Cooney raised the alarm and encouraged reluctant students to evacuate the building. The fire was contained to the upper floor of the building and the attic. It could have been worse. At the time of the fire, half of the building was structurally unsound, like many of Skidmore’s buildings at the time. The fire was blamed on a spark from a refrigerator motor that was used to store chemicals.
The fire proved that Skidmore College could no longer maintain its downtown Saratoga campus. Most of the buildings were beginning to break down due to age and the cost of maintaining them was rising rapidly. It was time to relocate.
The Young Women’s Industrial Club of Saratoga Springs, the forerunner of the college, was founded in 1903 by Lucy Scribner. The club initially sought to provide young women with vocational skills. At that time in Saratoga, there were few opportunities for woman to receive an education, according to Skidmore College Archivist Wendy Anthony.
“The town was a pretty ramshackle, foothills-of-the-Adirondacks type of town,” she said.
In addition to providing women with some form of education, Anthony said some at the time thought that the club would keep young women away from the horse racing track off Union Avenue, which was not seen as a place for any “respectable” woman.
Anthony said that because of the nature of the town, young women sometimes fell in with the wrong type of crowds. In some cases, this could lead them to get involved in prostitution.
“They just did not have options, so it was easy for them to fall into that trap,” Anthony said.
By 1908, the club had 436 mostly female members. In August 1911, the school received a provisional charter from the New York Board of Regents as the Skidmore School of Arts. Skidmore was Scribner’s maiden name. Anthony said that the choice to name the school after her was something that Scribner was uncomfortable with.
“It was definitely justified; she was really the energy behind it,” she said.
The school started out in downtown Saratoga, where it began to expand. By the early 1930s, the school owned about 20 buildings on Saratoga Springs’ East Side, including Skidmore Hall. The building was used as a dormitory by the college until the 1960s. It still stands and is now privately operated as an apartment building.
The school continued to grow in downtown Saratoga until the campus consisted of 80 buildings and 1,100 students. Maintaining these buildings as they aged, however, was becoming impractical. The Griffith Hall fire drove this point home.

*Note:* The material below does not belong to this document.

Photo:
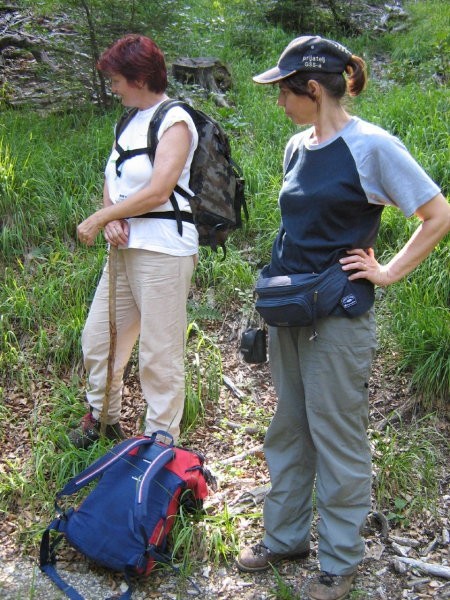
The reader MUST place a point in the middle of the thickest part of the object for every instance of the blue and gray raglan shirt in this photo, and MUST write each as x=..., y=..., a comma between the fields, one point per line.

In 1960, trustee Erik Jonsson offered to donate 1,000 acres of open land for a new campus. In 1961, the board of trustees voted unanimously to accept the gift. Today, the Jonsson campus off North Broadway is the home of Skidmore College.
By 1968 the campus was functional and the school began its move from the downtown campus. It has continued to grow since then.
The Tang Art Museum was completed in 2001 and the Arthur Zankel Music Center was completed in 2010 to house Skidmore’s growing music department. The campus now has over 40 buildings.
Many of the original buildings still stand, including Lucy Scribner’s home, which now serves as the residence of the college president.
The campus is often used as a place for recreational bicycle rides and this is something that the college has always welcomed. The campus was purposefully built with no fences or gates.
“One thing we do not want for our new campus, and that is walls or gates. For we want the world to enter,” wrote the chair of the board of trustees, Josephine Case, in a letter to the architects in 1961.
Anthony said that in the time she has spent at Skidmore she has seen students and faculty fall in love with the campus and learn to take great pride in its history and spirit.
“It’s not just learning the facts, it’s getting the soul behind those facts,” she said.